2.Enzymes. Most of the enzymes are globular proteins. It includes ribonuclease, lysozyme and many more. Ribonuclease is a globular protein secreted by pancreas in the small intestine. It contains about 124 amino acids residues. Most of these amino acids are present in β-form than the β-form. This enzyme brings about the hydrolysis of certain bonds in the RNAs present in the ingested food. Four disulfide bonds are also present in the loops providing stability to the structure.

(Source: Lodish et al, 2004)

Lysozyme is commonly found in egg white and human tears. In tears it hydrolysis the polysaccharides in the protective cell walls of some bacteria. Of the 129 amino acids residues present in lysozyme, 40% of it occur in α-helical segment arranged differently. Sometimes β-sheet structure are also present. The molecule has active sites for substrate binding and catalysis. The molecule has four disulphide bond which contribute to the stability to the structure.

(Source: Nelson et al,2000)

Fig. structure of lysozyme

(Source: lysozyme, n.d.)

Fibrous proteins

Fibrous proteins are long and cable-like structural proteins which are adapted for structural functions. Cytoskeletal proteins are the fibrous protein important for the structure of the cell.

(Source: Kratz, 2009)

The secondary structure is much more important than the tertiary structure in case of fibrous protein because they have extensive secondary structure giving them a repetitive structure. Silk fibroin, collagen, elastin and the keratin of hair and wool are some of the fibrous protein. Generally all fibrous proteins are insoluble in water as it as hydrophobic residues in the interior as well as on the exterior side.

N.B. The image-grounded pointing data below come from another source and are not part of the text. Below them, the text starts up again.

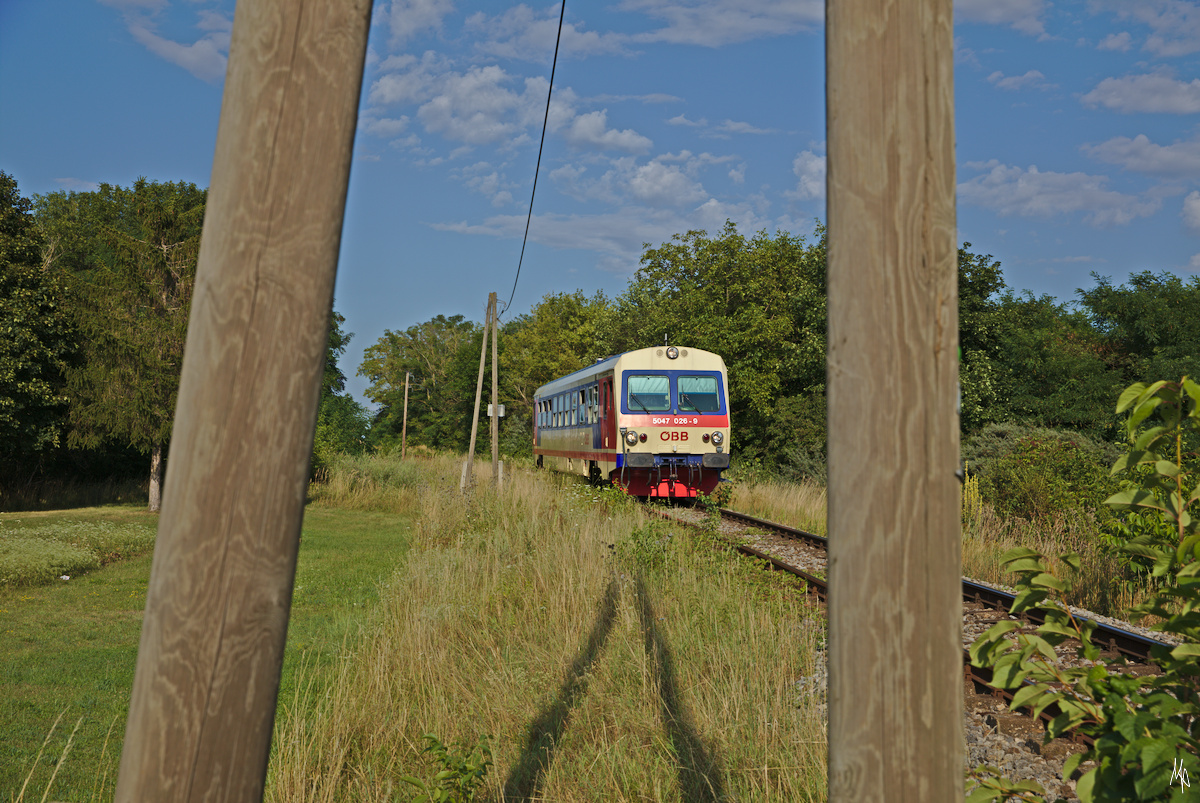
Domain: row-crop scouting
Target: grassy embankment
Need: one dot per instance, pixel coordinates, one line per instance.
(987, 537)
(607, 657)
(69, 647)
(601, 672)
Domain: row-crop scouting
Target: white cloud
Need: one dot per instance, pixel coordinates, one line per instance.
(479, 107)
(963, 54)
(205, 58)
(77, 185)
(664, 185)
(810, 173)
(1191, 213)
(412, 87)
(1151, 93)
(1033, 79)
(592, 131)
(1174, 24)
(653, 97)
(1024, 16)
(617, 237)
(736, 126)
(383, 127)
(472, 107)
(713, 23)
(1177, 160)
(522, 34)
(666, 180)
(1120, 42)
(1011, 190)
(487, 181)
(407, 18)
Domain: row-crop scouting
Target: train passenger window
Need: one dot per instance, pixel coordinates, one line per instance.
(649, 394)
(699, 395)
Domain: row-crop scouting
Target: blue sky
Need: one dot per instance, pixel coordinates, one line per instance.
(1078, 147)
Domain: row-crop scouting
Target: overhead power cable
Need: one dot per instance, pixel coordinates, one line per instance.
(540, 145)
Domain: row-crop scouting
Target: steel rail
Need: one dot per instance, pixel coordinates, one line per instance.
(1125, 642)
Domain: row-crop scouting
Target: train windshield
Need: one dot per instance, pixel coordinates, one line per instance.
(649, 394)
(699, 395)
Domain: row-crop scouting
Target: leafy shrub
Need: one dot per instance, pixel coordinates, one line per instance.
(461, 775)
(1146, 727)
(1037, 473)
(999, 439)
(648, 546)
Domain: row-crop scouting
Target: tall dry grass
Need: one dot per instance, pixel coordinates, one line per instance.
(796, 504)
(525, 615)
(1098, 586)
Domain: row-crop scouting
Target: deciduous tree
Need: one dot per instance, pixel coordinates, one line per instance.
(132, 253)
(36, 337)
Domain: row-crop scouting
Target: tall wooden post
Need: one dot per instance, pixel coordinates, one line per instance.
(895, 675)
(403, 429)
(208, 671)
(496, 395)
(468, 465)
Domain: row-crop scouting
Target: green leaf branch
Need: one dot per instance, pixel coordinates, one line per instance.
(1144, 727)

(Source: Becker et al, 2006)

Example : α-keratin. It is a fibrous protein that is found in the hair, wools, nails, claws, horns, hooves, feathers and on the outer surface of the skin. Francis Crick and Linus Pauling in early 1950s described the structure of α-keratin. They said that the two alpha helices oriented in parallel are twisted about one another to form a super twisted coil. The supertwisting of the α- helices provides the overall strength of the α-keratin. The twisting of the α-keratin is left handed and is just opposite to that of α-helix. The surfaces where the two α-helices touch each other are made up of hydrophobic amino acid residue and their R-group combine in the interlocking pattern. This enables the polypeptide chain to be closely packed within the supertwist. The two α-helices intertwine to form a quaternary structure which is much more complex. Such structures are found in the intermediate filament of hair. The presence of cross-linking (disulpide bond) between the polypeptide chains in the alpha keratin also provides strength to the structure.

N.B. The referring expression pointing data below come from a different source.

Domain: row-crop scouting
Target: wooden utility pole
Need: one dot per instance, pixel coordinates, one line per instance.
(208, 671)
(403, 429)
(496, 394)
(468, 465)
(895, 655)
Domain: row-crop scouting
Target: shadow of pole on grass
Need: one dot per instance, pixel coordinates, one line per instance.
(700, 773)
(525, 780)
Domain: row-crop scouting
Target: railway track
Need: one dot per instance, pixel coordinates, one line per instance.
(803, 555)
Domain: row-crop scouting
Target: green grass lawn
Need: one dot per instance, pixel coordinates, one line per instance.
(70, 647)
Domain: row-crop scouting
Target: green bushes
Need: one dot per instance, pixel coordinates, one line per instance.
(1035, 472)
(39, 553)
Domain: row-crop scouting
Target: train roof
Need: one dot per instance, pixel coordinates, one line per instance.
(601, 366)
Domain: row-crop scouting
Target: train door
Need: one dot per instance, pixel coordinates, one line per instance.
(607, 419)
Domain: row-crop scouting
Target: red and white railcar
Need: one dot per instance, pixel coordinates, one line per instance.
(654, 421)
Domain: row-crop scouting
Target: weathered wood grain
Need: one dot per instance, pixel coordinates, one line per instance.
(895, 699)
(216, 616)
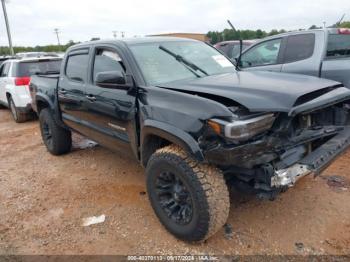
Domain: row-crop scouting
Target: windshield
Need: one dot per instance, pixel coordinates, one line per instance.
(159, 67)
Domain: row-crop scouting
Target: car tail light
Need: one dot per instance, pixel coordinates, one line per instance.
(344, 31)
(22, 81)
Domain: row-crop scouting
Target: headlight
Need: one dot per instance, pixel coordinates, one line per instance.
(241, 130)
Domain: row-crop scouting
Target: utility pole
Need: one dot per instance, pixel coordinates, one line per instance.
(7, 27)
(57, 31)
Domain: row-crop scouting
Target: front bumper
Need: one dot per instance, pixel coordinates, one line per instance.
(314, 162)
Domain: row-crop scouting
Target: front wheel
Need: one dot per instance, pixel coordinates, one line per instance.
(190, 199)
(57, 139)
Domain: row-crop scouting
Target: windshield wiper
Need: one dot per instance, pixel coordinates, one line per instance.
(184, 61)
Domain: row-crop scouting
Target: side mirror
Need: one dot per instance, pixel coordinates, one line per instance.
(110, 79)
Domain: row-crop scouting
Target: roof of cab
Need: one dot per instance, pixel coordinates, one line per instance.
(34, 59)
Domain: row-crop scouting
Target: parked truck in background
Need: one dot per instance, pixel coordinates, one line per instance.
(194, 122)
(323, 53)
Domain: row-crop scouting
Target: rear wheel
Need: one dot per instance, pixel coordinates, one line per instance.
(18, 116)
(57, 139)
(190, 199)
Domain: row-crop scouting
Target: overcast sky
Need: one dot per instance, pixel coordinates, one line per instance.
(32, 21)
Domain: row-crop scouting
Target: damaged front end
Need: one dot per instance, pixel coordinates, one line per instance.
(265, 153)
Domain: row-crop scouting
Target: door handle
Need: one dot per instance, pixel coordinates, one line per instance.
(91, 98)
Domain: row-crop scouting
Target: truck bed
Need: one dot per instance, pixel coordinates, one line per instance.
(44, 84)
(337, 69)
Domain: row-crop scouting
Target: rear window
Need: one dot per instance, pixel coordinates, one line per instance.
(299, 47)
(38, 67)
(338, 45)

(Source: Nelson et al, (2005).

Example to show that the primary structure (i.e sequence of amino acid) determines the tertiary structure of protein and how the tertiary structure determines the function.

In case of person suffering from sickle celled anemia, the RBCs are distorted from their normal disc shaped into the sickle shaped structure. Due to this they block the blood vessels impeding the blood flow. This condition has resulted from the slight change in the hemoglobin within RBCs. In the distorted RBCs, the haemoglobin has a normal α-chain, but the β-chain have one different amino acid. Usually the glutamate which is present at the specific position on the sixth residue from the N-terminus is replaced by the valine and the other 145 sequence are in their correct order. This single substitution changes the tertiary structure of β-sheet and the haemoglobin molecule tends to crystalize deforming the shape of RBCs into sickle shaped. The sickle shaped RBCs have low oxygen affinity and therefore it functions differently than the normal disc shaped RBCs.

This shows that the sequence of amino acids determines the tertiary structure of protein and the tertiary structure is responsible for determining the function of protein.